Trick or Treat and the Mysterious Nature of Halloween
All of our modern ideas about Halloween traditions being derived from some ancient practice or other may be examples of gathering evidence to support the conclusion that our modern Halloween traditions have deep origins in general. But what if they don’t?
“Trick or treat” is the most famous expression of Halloween, but despite historical examples of costumed revelers and/or people going door to door begging for treats during the holidays, there doesn’t seem to be any trick-or-treating here. evidence of a direct connection between these old practices and modern trick-or-treating. Yes, it’s a bit like souling, but no one in America seems to have ever practiced soul. There is no evidence that anyone wore Halloween costumes in the United States, Great Britain, or Ireland before 1900 , leading some Halloween researchers to suggest that American children developed trick-or-treating and costume-wearing independently of any older tradition.

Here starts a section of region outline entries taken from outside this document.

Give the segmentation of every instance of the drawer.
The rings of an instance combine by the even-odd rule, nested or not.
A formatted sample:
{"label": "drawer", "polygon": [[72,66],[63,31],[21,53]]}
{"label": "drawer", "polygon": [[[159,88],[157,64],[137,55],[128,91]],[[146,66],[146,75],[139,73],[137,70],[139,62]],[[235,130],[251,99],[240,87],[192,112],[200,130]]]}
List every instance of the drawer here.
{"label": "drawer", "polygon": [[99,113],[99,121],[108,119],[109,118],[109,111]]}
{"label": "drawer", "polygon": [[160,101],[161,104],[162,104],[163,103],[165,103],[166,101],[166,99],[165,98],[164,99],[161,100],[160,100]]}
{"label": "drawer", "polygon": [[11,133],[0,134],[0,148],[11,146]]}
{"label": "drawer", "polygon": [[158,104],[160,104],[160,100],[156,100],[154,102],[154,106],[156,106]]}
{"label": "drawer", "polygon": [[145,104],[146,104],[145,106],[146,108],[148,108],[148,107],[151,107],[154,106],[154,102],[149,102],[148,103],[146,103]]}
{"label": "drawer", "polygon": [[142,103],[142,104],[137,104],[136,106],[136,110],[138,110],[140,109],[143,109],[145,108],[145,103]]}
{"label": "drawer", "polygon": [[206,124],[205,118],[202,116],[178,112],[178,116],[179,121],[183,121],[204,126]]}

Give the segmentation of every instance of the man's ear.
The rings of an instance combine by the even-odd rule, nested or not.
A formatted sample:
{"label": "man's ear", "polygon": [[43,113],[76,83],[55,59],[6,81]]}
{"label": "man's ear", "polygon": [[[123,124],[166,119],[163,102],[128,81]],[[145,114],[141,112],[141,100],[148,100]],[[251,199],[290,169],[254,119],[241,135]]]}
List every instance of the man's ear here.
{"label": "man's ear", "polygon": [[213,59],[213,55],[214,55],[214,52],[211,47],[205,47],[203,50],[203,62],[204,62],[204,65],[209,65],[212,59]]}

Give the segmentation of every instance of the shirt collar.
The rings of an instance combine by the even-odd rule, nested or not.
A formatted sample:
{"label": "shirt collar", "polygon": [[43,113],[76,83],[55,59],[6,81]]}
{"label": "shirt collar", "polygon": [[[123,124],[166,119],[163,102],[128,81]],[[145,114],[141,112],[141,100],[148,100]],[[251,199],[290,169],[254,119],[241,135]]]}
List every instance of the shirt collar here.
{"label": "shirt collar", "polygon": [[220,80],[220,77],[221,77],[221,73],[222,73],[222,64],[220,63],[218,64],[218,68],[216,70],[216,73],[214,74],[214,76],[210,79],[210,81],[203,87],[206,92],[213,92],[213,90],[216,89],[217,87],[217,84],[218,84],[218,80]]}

The first printed mention of a collection of Halloween candy in costumes appeared in a newspaper in Kingston, Ontario in 1911. It has remained so obscure that nothing similar is mentioned in Ruth Edna Kelly’s 1919 holiday history, The Book of Halloween. , and none of the many Halloween cards printed in the 1920s feature any pranksters. The practice does not seem to have become widespread until the late 1930s, when the first mentions of it appeared in national publications, and it did not become widespread until the early 50s, when it appeared in a Peanuts comic strip and a Disney cartoon.
Halloween: a national holiday
Ultimately, we know little about the origins of Halloween because its meaning and the way we celebrate it are constantly changing: it used to be a day of parties celebrating the harvest, when people told fortunes to each other; then the day came for the kids to go trick or treating. This day used to be reserved for children only, but now adults dressed in sexy Martha Washington costumes and celebrating with booze are accepted and even expected. Halloween is constantly changing and it seems impossible to pinpoint it.
Other major holidays are religious or intended to commemorate a specific historical event – these are descending holidays, where the Pope or government has decreed that everyone will get a day off on that specific date and will celebrate it in a certain way. But Halloween is a folk holiday, so there is no official volume that tells us how we should celebrate it, or even any reason why we should celebrate it, but every year we do it anyway, just out of collective desire get some candy or do something magical and fun before it gets too cold.